Of course, price is the reason for airlines to looking at alternatives. And that is the case when it comes to the PMA competition towards our OEM products as well.
Okay. Do you expect a price fight then over these systems and where you have to offer your customers or that you lost to the competition a better price? Do you think that will be aspiring?
So when it comes to this PMA, our main strategy is to work with quality, and there is clear differences between these 2 products. And the biggest difference is the material that is used to put moisture into the air stream, where we have developed together with Munters and then together with Boeing and Airbus, FAA and FDA approved this material -- and this material is superior to what is used by the PMA competitor.
And that's our main approach to win back airlines. And that's where we've been successful so far to show the differences in these 2 products and thereby explain the price difference. So that's our main target to go out there and try to win back customers and keep the customers that we have.
And we don't think that a price war is what we want to do. We want to fight this with quality. And so far, we've been quite successful.
Understood. When you say you were quite successful, does this mean you won back one of the airlines then? Did they switch back?
We have been winning back more than one airline, yes.
[Operator Instructions] There are no more questions at this time. So I hand the conference back to the speakers for any closing comments.
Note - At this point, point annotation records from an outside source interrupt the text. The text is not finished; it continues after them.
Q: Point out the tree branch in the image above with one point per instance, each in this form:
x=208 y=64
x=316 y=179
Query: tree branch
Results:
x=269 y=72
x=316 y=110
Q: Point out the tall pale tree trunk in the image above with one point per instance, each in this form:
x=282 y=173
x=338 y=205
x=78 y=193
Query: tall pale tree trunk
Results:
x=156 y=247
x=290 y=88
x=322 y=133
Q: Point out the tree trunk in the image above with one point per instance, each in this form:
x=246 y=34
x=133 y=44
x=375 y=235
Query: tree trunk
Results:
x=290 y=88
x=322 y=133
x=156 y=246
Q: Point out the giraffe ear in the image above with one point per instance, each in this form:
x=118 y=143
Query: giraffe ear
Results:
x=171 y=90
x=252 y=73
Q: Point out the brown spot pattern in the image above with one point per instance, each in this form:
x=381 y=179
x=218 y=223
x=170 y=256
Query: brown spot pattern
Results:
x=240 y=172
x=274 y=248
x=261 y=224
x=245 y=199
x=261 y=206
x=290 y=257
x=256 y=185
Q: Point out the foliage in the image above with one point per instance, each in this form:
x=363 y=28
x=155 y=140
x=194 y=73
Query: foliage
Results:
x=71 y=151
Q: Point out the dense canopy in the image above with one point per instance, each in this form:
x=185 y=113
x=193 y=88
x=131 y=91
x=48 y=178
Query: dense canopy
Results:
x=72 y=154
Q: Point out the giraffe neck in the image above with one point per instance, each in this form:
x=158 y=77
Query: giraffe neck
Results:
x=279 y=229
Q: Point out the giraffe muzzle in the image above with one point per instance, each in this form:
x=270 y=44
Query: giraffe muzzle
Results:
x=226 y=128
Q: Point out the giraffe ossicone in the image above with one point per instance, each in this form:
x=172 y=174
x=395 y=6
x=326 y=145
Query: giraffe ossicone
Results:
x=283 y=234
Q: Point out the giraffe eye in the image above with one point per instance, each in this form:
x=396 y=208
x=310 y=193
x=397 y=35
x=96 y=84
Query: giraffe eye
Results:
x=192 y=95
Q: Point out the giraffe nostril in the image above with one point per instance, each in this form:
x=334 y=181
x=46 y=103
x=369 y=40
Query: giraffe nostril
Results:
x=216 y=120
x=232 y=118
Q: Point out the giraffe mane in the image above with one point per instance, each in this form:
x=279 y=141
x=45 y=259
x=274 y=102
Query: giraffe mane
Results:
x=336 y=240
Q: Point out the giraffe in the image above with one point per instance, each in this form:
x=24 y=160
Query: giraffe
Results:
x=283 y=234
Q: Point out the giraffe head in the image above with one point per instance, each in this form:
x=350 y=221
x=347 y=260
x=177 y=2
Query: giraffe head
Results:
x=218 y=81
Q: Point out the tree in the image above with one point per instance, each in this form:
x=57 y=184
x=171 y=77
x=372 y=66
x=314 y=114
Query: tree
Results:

Thank you. To finish off, I would like to thank my colleagues that despite some headwind in '24 have generated business momentum by remaining focused on the things that we can manage. And that has strengthened our leading position even further.
Together with our partners, we execute on our strategy, committed to drive long-term shareholder value. And in parallel, we will secure that '24 shall end as strong as possible. Thanks for listening and talk to you in the next year.